We take an information-theoretic approach to analyzing 68 thousand years of water isotope data from the WAIS Divide ice core, the longest continuous and highest-resolution record yet recovered from Antarctica. The water isotopes are primarily a proxy for local temperature at the time of snow deposition, but also contain information about broader atmospheric circulation patterns. Using a well defined depth-age scale, we apply weighted permutation entropy to calculate the Shannon entropy rate of the isotope measurements. We find that the rate of information production reveals differences in analytical techniques, even when those differences leave no visible traces in the raw data. The entropy calculations also allow us to identify a number of intervals in the data that may be of direct relevance to paleoclimate interpretation. To validate the results, we perform a number of tests, particularly whether the information production arises from climatic signals or post-processing of the ice after recovery from the drill site.

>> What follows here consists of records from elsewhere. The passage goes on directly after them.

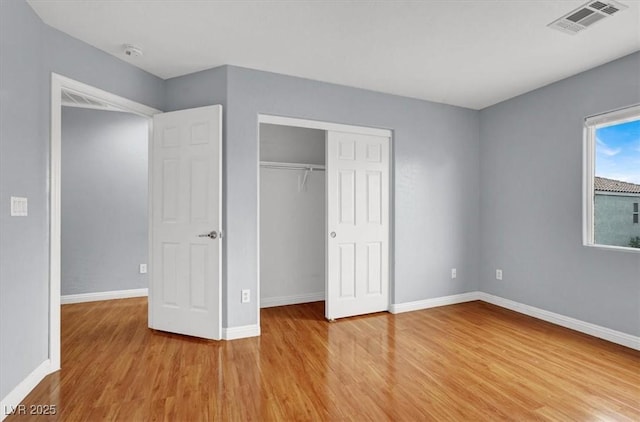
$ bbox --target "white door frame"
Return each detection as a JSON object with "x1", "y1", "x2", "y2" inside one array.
[
  {"x1": 256, "y1": 114, "x2": 394, "y2": 326},
  {"x1": 49, "y1": 73, "x2": 161, "y2": 372}
]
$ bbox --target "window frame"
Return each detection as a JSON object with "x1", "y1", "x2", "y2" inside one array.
[{"x1": 582, "y1": 104, "x2": 640, "y2": 253}]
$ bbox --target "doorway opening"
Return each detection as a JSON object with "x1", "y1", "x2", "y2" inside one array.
[
  {"x1": 257, "y1": 115, "x2": 392, "y2": 322},
  {"x1": 61, "y1": 97, "x2": 149, "y2": 304},
  {"x1": 259, "y1": 123, "x2": 326, "y2": 318},
  {"x1": 49, "y1": 73, "x2": 160, "y2": 372}
]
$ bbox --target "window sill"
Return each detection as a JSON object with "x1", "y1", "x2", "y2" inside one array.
[{"x1": 583, "y1": 243, "x2": 640, "y2": 253}]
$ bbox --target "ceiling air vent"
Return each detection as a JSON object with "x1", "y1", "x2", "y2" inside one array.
[{"x1": 547, "y1": 0, "x2": 627, "y2": 34}]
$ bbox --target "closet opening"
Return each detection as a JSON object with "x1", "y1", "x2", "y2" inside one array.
[{"x1": 259, "y1": 123, "x2": 327, "y2": 319}]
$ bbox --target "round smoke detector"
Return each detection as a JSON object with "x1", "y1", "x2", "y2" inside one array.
[{"x1": 124, "y1": 44, "x2": 142, "y2": 57}]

WPE measures the average rate at which new information -- unrelated to anything in the past -- is produced by the system that generated the time series. If that rate is very low, the current observation contains a lot of information about the past and the signal is perfectly predictable. If that rate is very high, all of the information in the observation is completely new: i.e., the past tells you nothing about the future.
A very interesting feature here is the large jump in WPE between 5–8 ka. As it turns out, an older instrument was used to analyze the ice in this region. The WPE results clearly show that that instrument introduced noise into the data: i.e., every measurement contains completely new information, unrelated to the previous ones. As can be seen from examination of the blue trace in the figure, that noise was not visually apparent in the d18O data itself, so the instrument issue was not detected immediately by the laboratory team.